EL CONTERTULIO, de Miguel de Unamuno (II)

Solemos identificar la patria con el lugar en el que nacemos. Sin embargo, la patria es el sitio en el que te encuentras cómodo, a gusto, es un lugar al que te unen vínculos emocionales, afectivos y de diversa índole. Redondo, el protagonista del cuento de Don Miguel de Unamuno que acabamos de leer encontró su patria en la tertulia del café de la Unión a la que acudió durante más de veinte años.

Sin embargo, un buen día, contando Redondo con cuarenta y cuatro años, se vio obligado a emigrar a América. Su banquero lo había arruinado y no le quedó más remedio que ponerse a trabajar. Una situación penosa que debía de avergonzarlo, pues emigró a la hacienda de su tío, al otro lado del Atlántico, y rompió vínculos con sus queridos contertulios, a los que no escribió ni una carta.


Con su tío no encontró la felicidad. Había perdido su patria (no encontró una nueva tertulia de su agrado) y también su libertad.
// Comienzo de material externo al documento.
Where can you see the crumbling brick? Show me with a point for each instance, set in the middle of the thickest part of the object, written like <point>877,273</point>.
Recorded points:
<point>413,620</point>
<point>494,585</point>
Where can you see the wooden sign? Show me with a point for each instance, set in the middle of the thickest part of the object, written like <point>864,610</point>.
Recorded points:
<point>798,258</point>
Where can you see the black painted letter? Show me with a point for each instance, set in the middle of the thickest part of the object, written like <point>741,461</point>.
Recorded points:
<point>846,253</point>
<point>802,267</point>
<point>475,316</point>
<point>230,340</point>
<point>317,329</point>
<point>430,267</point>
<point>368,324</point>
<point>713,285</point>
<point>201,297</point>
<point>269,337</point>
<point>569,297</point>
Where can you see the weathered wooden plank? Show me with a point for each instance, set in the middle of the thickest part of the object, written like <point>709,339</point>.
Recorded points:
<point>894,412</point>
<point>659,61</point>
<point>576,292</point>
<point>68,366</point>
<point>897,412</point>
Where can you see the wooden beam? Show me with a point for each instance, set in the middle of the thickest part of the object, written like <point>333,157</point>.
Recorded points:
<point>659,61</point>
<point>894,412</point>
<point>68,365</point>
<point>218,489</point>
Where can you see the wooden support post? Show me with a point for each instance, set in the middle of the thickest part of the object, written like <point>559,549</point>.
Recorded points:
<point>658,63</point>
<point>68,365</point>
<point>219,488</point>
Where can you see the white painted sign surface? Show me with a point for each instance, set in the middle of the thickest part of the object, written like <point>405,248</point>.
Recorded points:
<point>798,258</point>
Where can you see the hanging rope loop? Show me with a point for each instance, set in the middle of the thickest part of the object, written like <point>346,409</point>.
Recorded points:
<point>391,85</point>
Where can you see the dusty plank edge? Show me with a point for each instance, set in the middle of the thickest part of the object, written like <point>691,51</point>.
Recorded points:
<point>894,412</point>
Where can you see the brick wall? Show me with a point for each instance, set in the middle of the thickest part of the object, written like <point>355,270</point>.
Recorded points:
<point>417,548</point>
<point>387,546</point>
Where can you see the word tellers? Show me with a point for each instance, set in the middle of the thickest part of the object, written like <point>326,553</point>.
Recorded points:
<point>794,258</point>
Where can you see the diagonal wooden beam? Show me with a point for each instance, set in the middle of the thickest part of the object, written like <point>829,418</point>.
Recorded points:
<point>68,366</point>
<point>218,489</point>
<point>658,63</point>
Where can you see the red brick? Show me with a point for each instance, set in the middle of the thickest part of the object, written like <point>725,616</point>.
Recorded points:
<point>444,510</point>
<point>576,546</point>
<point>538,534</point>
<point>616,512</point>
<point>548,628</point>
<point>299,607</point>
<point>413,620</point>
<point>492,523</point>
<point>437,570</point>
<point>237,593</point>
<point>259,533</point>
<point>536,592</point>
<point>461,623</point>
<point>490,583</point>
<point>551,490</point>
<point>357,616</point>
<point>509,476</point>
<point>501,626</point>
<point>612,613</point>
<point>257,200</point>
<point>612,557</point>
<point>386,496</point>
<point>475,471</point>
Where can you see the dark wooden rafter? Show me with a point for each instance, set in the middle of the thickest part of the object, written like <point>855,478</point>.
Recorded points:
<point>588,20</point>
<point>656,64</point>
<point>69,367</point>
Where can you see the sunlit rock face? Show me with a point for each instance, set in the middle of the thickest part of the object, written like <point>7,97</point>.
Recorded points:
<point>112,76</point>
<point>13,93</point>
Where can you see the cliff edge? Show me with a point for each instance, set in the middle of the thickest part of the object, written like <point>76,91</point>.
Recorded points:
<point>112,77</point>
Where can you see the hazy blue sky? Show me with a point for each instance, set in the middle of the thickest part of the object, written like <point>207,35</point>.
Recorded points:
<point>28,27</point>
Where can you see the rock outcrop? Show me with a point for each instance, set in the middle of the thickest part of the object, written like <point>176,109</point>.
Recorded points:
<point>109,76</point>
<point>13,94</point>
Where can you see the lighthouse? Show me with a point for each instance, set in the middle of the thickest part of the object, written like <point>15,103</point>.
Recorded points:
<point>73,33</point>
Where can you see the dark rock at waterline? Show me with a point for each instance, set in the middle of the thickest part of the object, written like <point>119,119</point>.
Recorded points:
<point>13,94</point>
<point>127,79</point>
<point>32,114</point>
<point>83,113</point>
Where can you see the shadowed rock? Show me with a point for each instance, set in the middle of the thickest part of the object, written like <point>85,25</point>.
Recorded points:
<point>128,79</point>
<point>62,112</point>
Fueron más de veinte años con la mente puesta en su querida patria a la que añoraba con dolor físico.

Un buen día su tío murió y le legó su fortuna. Redondo había recobrado su posición. Ya nada lo retenía en el extranjero. Regresó inmediatamente a su tierra y lo primero que hizo fue acudir al café la Unión. La emoción era muy intensa. Pero todo había cambiado. Los mozos no eran los mismos y no conocía a ninguno de los parroquianos. De este modo se apercibió Redondo de que los años habían pasado y que él ya era un anciano.

Otro día, de nuevo en el café, nuestro protagonista escuchó una conversación en las mesas en las que solían celebrar su vieja tertulia, en la que mencionaban a un tal Don Romualdo, viejo amigo suyo y contertulio, por supuesto. Se dirigió a los jóvenes que charlaban y pidió educadamente explicaciones. De esta forma descubrió qué había sido de sus camaradas: la mayor parte habían muerto, uno se había esfumado y otro estaba en su casa, impedido. Conocer el trágico destino de sus antiguos colegas le sumió en honda tristeza y las lágrimas amargas brotaron de sus ojos.

A continuación, hubo Redondo de presentarse a los gárrulos mozos. Su sorpresa fue mayúscula cuando todos demostraron conocerlo en lo más íntimo. Todos sabían que Redondo era especialista en contar chistes verdes, que solía cocinar para los amigos, que tocaba la guitarra… Había descubierto que el espíritu de su tertulia, de su patria, seguía vivo. Y, así, lloró de nuevo, pero esta vez dulces lágrimas de felicidad.

Redondo había recuperado su patria y retomó su actividad, estableció estrechos vínculos con sus nuevos amigos, en especial con un tal Ramonete, y se sintió querido y admirado por todos.


Un día, un nuevo miembro se incorporó al grupo. A Redondo no le plació esta intromisión y bautizó al novato con el nombre de “el Intruso”. Empero, este rechazo no duró mucho tiempo. Ramonete murió inesperadamente, duro golpe que modificó la filosofía del anciano: estaba escrito que los componentes de la tertulia irían cambiando, se morirían los viejos y entrarían nuevos miembros en su lugar pero lo importante era que se honrara la memoria de los desaparecidos y que se mantuviera siempre viva la esencia que vio nacer a la cuadrilla.


Y para asegurarse de que así fuera, una vez llegada su muerte (muerte soñada, pues tuvo lugar en el seno de su “familia”, durante un banquete), Redondo legó a los contertulios toda su fortuna, con la única condición de “celebrar un cierto número de banquetes al año y rogando se dedicara un recuerdo a los gloriosos fundadores de la patria”.